From this post: How to find list intersection? I see that the common elements can be found by
set([1,2,3,4]&set([2,3,5]).
Is there an easy way to retrieve non-common elements from each list, in my example being [1,4] and [5]?
I can go ahead and do a for loop:
lists = [[1,2,3,4],[2,3,5]]
conCommon = []
common = [2,3]
for elem in lists:
for elem in eachList:
if elem not in common:
nonCommon += elem
But this seems redundant and inefficient. Does Python provide any handy function that can do that? Thanks in advance!!
Solution 1:
Use the symmetric difference operator for set
s (aka the XOR operator):
>>> set([1,2,3]) ^ set([3,4,5])
set([1, 2, 4, 5])
Solution 2:
You can use Intersection concept to deal with this kind of problems.
b1 = [1,2,3,4,5,9,11,15]
b2 = [4,5,6,7,8]
set(b1).intersection(b2)
Out[22]: {4, 5}
Best thing about using this code is it works pretty fast for large data also. I have b1 with 607139 and b2 with 296029 elements when i use this logic I get my results in 2.9 seconds.
Solution 3:
Old question, but looks like python has a built-in function to provide exactly what you're looking for: .difference()
.
EXAMPLE
list_one = [1,2,3,4]
list_two = [2,3,5]
one_not_two = set(list_one).difference(list_two)
# set([1, 4])
two_not_one = set(list_two).difference(list_one)
# set([5])
This could also be written as:
one_not_two = set(list_one) - set(list_two)
Timing
I ran some timing tests on both and it appears that .difference()
has a slight edge, to the tune of 10 - 15% but each method took about an eighth of a second to filter 1M items (random integers between 500 and 100,000), so unless you're very time sensitive, it's probably immaterial.
Other Notes
It appears the OP is looking for a solution that provides two separate lists (or sets) - one where the first contains items not in the second, and vice versa.
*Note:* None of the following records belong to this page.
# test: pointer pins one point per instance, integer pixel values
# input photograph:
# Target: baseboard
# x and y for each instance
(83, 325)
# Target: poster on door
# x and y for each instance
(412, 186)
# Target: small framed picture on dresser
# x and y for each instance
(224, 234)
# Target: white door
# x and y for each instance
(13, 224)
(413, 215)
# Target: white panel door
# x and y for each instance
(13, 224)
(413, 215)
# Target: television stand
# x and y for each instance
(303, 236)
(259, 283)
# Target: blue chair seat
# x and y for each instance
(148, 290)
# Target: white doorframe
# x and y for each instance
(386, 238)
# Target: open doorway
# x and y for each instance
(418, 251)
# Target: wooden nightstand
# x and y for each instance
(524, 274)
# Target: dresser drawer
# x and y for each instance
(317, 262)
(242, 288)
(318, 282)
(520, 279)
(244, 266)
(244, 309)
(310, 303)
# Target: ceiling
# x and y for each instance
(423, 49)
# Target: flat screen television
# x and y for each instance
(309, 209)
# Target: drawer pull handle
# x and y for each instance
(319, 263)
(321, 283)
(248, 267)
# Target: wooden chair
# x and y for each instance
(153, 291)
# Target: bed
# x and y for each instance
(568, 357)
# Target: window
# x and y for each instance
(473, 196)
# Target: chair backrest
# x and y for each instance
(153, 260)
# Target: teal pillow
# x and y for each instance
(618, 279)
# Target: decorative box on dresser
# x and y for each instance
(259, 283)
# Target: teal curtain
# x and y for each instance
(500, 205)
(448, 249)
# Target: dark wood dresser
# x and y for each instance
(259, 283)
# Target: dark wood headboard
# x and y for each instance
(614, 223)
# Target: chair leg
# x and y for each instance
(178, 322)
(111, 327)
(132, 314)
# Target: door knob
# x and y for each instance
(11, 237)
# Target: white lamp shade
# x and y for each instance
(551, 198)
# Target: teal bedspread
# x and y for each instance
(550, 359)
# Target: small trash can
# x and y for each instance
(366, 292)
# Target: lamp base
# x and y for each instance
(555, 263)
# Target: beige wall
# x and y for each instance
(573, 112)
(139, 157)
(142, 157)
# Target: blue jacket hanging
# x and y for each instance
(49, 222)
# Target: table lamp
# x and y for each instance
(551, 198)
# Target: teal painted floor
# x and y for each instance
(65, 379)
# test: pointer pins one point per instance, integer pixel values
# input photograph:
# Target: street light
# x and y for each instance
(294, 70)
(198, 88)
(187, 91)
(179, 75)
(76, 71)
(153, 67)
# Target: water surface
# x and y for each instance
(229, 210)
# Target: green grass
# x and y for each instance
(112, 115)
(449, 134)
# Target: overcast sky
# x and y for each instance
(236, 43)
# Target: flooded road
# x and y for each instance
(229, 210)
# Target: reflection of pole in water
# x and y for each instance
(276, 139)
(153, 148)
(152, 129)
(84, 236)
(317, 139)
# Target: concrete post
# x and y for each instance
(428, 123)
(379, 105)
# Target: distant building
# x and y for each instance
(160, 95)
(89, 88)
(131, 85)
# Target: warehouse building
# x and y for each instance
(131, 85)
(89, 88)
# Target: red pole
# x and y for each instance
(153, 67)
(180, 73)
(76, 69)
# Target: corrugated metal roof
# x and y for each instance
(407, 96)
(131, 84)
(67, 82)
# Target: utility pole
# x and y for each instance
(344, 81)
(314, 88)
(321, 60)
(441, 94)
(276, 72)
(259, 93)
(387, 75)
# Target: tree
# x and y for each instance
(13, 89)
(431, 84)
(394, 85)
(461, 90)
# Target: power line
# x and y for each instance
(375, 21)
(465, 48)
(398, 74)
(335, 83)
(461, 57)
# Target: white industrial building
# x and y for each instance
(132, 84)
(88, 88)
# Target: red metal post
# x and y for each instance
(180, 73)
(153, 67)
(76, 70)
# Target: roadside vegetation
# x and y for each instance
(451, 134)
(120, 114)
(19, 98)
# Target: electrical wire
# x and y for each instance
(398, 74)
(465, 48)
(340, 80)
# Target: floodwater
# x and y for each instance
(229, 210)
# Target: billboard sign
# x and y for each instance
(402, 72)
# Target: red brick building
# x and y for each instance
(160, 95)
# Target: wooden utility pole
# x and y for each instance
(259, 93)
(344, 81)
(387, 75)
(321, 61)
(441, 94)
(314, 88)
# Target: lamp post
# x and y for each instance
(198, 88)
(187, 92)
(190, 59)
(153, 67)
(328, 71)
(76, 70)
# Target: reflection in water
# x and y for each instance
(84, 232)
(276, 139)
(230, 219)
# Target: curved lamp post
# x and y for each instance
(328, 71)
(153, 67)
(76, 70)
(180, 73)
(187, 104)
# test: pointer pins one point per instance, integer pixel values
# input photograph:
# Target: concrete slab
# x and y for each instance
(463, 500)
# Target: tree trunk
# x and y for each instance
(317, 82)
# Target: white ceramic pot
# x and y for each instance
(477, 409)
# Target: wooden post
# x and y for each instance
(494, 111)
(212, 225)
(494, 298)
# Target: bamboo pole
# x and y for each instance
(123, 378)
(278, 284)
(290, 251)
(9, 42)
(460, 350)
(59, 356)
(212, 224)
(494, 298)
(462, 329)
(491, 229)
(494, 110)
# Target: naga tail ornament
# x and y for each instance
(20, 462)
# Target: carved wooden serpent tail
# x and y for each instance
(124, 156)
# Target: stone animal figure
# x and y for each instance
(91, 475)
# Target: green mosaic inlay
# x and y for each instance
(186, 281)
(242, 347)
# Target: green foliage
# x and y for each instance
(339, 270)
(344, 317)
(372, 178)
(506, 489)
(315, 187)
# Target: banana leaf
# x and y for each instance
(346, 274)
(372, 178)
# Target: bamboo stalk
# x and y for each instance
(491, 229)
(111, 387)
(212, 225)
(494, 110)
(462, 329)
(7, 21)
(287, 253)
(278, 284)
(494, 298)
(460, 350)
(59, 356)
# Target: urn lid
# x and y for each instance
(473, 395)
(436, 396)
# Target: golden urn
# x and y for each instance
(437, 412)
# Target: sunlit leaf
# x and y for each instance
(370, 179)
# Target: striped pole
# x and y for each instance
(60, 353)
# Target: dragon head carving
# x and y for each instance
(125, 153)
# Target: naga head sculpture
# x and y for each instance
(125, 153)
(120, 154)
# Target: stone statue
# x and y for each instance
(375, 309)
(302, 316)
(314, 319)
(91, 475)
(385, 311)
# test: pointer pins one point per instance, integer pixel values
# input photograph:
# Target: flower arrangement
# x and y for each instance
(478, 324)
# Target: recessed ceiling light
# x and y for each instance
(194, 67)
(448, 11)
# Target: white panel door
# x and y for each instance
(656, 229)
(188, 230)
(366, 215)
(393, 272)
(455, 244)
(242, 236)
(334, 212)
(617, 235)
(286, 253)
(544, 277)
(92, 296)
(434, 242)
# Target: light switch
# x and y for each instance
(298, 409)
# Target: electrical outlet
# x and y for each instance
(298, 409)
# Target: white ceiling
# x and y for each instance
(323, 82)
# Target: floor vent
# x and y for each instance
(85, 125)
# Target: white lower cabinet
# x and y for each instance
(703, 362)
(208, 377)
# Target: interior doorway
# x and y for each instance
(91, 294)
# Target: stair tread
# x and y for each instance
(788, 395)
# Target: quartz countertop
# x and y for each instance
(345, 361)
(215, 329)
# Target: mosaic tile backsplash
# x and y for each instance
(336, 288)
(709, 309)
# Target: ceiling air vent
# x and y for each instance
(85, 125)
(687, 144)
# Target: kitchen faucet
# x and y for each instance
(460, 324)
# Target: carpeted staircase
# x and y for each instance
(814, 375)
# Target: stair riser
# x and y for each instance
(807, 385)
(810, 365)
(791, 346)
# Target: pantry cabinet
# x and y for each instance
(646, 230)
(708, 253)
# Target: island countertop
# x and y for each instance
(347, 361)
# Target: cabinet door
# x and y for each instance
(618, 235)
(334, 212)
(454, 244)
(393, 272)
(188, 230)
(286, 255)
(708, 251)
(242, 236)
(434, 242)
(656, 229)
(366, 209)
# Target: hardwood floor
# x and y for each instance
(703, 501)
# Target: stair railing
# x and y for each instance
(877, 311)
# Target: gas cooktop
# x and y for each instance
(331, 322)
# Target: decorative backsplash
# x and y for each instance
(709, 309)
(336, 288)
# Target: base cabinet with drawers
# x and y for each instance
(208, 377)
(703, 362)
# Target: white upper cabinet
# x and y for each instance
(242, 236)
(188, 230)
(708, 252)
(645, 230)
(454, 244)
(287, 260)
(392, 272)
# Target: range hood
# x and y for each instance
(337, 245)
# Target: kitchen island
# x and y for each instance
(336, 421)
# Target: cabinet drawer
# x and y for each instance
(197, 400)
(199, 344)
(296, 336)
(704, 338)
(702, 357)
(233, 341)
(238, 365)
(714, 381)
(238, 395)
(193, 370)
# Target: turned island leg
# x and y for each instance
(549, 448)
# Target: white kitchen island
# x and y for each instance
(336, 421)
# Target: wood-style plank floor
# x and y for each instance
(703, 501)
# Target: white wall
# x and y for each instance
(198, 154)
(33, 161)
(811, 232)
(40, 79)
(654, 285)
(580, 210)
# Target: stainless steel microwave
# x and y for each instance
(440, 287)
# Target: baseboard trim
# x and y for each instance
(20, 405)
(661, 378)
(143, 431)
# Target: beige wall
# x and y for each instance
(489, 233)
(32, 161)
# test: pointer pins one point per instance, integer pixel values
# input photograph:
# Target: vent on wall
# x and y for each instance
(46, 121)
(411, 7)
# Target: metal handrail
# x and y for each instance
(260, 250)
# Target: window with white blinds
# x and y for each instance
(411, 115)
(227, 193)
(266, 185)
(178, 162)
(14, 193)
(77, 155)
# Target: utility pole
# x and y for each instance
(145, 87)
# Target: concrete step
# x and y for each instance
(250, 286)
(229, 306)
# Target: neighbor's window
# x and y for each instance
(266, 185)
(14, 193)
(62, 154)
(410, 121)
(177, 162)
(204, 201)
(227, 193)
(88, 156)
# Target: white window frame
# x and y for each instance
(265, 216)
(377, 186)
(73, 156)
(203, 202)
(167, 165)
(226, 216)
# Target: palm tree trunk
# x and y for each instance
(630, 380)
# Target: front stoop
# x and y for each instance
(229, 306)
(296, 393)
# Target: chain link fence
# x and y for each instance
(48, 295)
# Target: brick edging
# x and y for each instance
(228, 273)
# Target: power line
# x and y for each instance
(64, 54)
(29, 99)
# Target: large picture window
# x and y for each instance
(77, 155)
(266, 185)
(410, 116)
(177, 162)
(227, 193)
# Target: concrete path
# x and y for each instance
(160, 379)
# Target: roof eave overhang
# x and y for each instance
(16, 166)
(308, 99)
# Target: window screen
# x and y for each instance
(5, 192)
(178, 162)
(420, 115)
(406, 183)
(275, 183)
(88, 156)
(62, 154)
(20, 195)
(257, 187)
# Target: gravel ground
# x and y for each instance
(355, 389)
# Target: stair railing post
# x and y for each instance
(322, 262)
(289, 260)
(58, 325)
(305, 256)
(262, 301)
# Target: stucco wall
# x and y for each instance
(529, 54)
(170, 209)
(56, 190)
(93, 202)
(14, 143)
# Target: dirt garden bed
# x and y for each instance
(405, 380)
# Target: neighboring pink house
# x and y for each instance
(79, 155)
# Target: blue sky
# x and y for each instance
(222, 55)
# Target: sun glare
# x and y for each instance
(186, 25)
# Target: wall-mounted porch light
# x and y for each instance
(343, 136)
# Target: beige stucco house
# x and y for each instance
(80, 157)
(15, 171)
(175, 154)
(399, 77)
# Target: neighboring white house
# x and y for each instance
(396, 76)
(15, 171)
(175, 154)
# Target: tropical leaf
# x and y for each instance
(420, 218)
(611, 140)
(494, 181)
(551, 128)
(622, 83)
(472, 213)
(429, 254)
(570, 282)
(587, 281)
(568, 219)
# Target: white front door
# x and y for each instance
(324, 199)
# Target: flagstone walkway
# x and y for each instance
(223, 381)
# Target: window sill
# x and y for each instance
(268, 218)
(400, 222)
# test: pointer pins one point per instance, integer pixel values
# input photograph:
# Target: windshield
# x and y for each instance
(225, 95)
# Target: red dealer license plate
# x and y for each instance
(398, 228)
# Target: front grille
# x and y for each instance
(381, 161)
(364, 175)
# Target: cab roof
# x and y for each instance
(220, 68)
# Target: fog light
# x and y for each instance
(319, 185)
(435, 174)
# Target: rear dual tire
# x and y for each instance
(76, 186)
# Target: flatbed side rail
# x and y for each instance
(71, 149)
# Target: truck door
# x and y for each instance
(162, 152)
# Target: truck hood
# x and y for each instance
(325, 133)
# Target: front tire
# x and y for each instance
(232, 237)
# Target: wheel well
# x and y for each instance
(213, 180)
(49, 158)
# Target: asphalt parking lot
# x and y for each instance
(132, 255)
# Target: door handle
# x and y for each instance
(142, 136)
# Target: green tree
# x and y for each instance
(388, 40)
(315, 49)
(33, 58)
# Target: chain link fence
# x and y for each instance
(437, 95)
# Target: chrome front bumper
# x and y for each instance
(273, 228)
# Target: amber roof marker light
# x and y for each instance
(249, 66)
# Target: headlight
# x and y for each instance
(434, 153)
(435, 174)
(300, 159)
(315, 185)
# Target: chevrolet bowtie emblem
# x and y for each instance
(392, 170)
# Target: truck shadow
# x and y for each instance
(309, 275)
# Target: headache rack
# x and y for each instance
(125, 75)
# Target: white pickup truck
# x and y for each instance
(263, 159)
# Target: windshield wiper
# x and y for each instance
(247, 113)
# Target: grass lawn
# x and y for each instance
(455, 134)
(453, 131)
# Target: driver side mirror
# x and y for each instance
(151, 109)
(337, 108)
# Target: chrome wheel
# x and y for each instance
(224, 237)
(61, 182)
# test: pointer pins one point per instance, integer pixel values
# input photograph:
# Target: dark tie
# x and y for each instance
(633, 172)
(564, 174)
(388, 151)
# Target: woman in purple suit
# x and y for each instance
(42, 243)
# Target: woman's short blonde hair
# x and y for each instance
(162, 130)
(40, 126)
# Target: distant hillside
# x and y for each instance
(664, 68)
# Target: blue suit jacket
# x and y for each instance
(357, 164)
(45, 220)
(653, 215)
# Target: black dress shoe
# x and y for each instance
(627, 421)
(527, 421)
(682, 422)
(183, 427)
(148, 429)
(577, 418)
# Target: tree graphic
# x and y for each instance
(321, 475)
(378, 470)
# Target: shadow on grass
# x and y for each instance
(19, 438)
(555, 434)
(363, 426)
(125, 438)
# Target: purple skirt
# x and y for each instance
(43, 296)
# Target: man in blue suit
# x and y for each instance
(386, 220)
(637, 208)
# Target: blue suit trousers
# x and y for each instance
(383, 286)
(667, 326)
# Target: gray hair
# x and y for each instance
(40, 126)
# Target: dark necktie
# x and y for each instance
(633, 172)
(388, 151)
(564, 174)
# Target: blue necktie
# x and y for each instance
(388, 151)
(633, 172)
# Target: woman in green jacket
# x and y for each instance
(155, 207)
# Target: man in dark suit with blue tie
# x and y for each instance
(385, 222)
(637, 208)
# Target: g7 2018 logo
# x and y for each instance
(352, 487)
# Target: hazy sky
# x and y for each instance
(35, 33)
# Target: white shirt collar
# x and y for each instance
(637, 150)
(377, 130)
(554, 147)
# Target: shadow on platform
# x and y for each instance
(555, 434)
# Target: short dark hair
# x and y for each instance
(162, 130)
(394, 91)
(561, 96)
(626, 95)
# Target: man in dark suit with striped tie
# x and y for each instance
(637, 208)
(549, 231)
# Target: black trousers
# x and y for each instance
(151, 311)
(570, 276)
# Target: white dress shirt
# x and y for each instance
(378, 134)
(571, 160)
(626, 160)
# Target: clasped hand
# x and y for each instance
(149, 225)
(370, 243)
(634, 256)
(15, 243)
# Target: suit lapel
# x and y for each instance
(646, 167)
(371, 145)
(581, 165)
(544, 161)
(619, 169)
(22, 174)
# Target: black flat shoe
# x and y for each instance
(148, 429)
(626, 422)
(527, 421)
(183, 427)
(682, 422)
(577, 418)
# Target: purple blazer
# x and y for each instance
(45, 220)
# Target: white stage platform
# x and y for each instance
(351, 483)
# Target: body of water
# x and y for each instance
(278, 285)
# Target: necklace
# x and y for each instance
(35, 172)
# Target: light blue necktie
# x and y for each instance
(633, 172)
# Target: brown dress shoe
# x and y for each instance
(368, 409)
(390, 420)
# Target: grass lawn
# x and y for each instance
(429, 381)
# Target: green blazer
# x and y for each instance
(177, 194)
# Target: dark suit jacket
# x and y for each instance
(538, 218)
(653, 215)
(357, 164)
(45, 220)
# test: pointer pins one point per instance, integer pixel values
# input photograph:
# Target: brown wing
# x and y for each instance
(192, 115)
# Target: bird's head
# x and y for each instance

Most of the previous answers return a single list or set that include all of the items.
There is also the question as to whether items that may be duplicated in the first list should be counted multiple times, or just once.
If the OP wants to maintain duplicates, a list comprehension could be used, for example:
one_not_two = [ x for x in list_one if x not in list_two ]
two_not_one = [ x for x in list_two if x not in list_one ]
...which is roughly the same solution as posed in the original question, only a little cleaner. This method would maintain duplicates from the original list but is considerably (like multiple orders of magnitude) slower for larger data sets.